L’industrie touristique du Nord canadien à l’épreuve des changements climatiques

Jamie D’Souza étudie l’impact du changement climatique sur l’industrie touristique à Churchill, dans le nord de la province du Manitoba. (Jamie D’Souza)
Le changement climatique se ressent partout au Canada, mais le Nord est particulièrement touché. Une étudiante de l’Université d’Ottawa s’est rendue à Churchill pour évaluer la façon dont cette réalité va forcer l’industrie touristique à s’adapter.

Le but de la recherche de Jamie D’Souza, qui fait une maîtrise en géographie, est de comprendre comment l’industrie touristique de Churchill pourra continuer à être prospère. Dans un contexte de réduction des gaz à effet de serre, comment s’y prendre pour nuire le moins possible aux ours polaires, l’attrait touristique majeur de cette petite bourgade du nord du Manitoba?

Pendant un mois, l’étudiante de l’Université d’Ottawa enquête auprès des touristes en leur distribuant un questionnaire. « Je cherche à savoir ce qu’ils ont fait pendant leur séjour à Churchill, pourquoi ils sont venus ici, ce qu’ils connaissent du changement climatique et s’ils ont des solutions » pour que l’industrie touristique s’adapte au changement climatique, explique-t-elle.

Les ours polaires attirent de nombreux touristes chaque année à Churchill, dans le nord du Manitoba. (Jamie D’Souza)

Ce qui ressort de son enquête, c’est une certaine prise de conscience écologique chez les touristes. « La plupart me disent que leur voyage les a vraiment touchés, dans le sens où, quand ils retournent chez eux, ils vont essayer de faire quelque chose pour l’environnement » raconte l’étudiante.

« C’est un peu bizarre parce qu’on est dans un véhicule qui utilise du diésel pour aller prendre une photo des ours polaires [qui sont eux-mêmes touchés par les rejets de CO2 provenant des transports automobiles]. »

Jamie D’Souza, étudiante à l’Université d’Ottawa
Des voyagistes peu bavards
Étudiante à l’Université d’Ottawa, Jamie D’Souza réalise une enquête sur le tourisme à Churchill. (Jamie D’Souza)

Jamie D’Souza explique avoir cependant du mal à parler aux voyagistes qui organisent les séjours. « Ils ne veulent pas vraiment parler de ce sujet-là », avance-t-elle. Son but est donc de parvenir à déceler quelles peuvent être les demandes et la conscience environnementale des touristes, afin d’aider l’industrie à s’améliorer, en répondant aux exigences environnementales de sa clientèle.

« Churchill n’est qu’une étude de cas », ajoute Jamie D’Souza.
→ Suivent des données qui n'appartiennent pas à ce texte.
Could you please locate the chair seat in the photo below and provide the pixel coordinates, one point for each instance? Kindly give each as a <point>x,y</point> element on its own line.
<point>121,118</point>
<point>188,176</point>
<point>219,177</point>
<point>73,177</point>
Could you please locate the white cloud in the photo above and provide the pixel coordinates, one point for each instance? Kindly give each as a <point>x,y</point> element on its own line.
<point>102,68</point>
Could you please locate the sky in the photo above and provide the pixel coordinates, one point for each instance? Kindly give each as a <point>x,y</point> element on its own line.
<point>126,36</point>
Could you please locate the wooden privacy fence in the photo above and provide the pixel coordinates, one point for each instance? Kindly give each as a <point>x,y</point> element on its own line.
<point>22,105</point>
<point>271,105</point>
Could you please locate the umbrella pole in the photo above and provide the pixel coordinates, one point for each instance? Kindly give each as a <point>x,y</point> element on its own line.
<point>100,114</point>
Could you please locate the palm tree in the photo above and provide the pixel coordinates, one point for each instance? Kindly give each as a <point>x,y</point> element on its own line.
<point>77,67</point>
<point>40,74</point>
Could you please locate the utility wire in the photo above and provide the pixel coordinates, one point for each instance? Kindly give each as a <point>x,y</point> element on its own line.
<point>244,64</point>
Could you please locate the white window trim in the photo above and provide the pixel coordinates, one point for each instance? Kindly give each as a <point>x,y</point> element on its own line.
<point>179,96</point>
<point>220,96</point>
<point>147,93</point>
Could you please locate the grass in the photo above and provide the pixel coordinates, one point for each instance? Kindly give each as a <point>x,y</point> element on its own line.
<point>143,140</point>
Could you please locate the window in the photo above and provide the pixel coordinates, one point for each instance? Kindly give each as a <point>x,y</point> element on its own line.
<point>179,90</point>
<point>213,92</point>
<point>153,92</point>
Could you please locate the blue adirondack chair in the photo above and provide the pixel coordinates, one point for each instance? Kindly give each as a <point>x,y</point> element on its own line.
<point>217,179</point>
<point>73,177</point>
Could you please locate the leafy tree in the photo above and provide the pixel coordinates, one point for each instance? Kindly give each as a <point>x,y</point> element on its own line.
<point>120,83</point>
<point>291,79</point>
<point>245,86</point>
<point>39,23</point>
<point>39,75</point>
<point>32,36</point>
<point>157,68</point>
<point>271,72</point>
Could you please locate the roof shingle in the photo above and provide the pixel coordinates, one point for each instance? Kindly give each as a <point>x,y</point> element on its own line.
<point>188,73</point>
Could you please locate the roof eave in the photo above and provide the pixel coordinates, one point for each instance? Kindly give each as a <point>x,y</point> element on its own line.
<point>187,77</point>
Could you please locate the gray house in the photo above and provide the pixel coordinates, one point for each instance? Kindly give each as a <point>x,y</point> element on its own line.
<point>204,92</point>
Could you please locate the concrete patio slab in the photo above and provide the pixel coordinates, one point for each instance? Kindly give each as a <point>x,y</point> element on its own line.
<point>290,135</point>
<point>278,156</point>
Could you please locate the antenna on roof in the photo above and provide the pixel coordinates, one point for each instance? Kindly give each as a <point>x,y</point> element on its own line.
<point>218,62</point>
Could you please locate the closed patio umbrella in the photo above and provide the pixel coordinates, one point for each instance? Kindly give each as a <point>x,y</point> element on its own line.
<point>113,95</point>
Elle espère que celle-ci aura un effet boule de neige. « Les touristes, qui viennent de partout dans le monde et qui voyageront à l’avenir, réfléchiront et proposeront des solutions dans les autres pays, auprès des autres [voyagistes] », espère-t-elle.

Changer le tourisme pour protéger l’environnement?

Pour Dominic Lapointe, professeur au département d’études urbaines et touristiques de l’Université du Québec à Montréal, l’industrie touristique « a un petit peu plus de difficulté à concevoir l’adaptation aux changements climatiques à long terme ».

« L’aviation internationale est un fort émetteur de gaz à effet de serre, et c’est au cœur même de la croissance touristique internationale », ajoute-t-il.

De gros véhicules sécurisés fonctionnant au diésel emmènent les touristes dans la toundra pour voir les ours polaires à Churchill. (Jamie D’Souza)
« La perception [dans le discours du tourisme] est que les changements climatiques, c’est quelque chose qui se passe loin, dans les Maldives, à Vanuatu […] alors qu’au contraire, ça se passe présentement aussi chez nous. »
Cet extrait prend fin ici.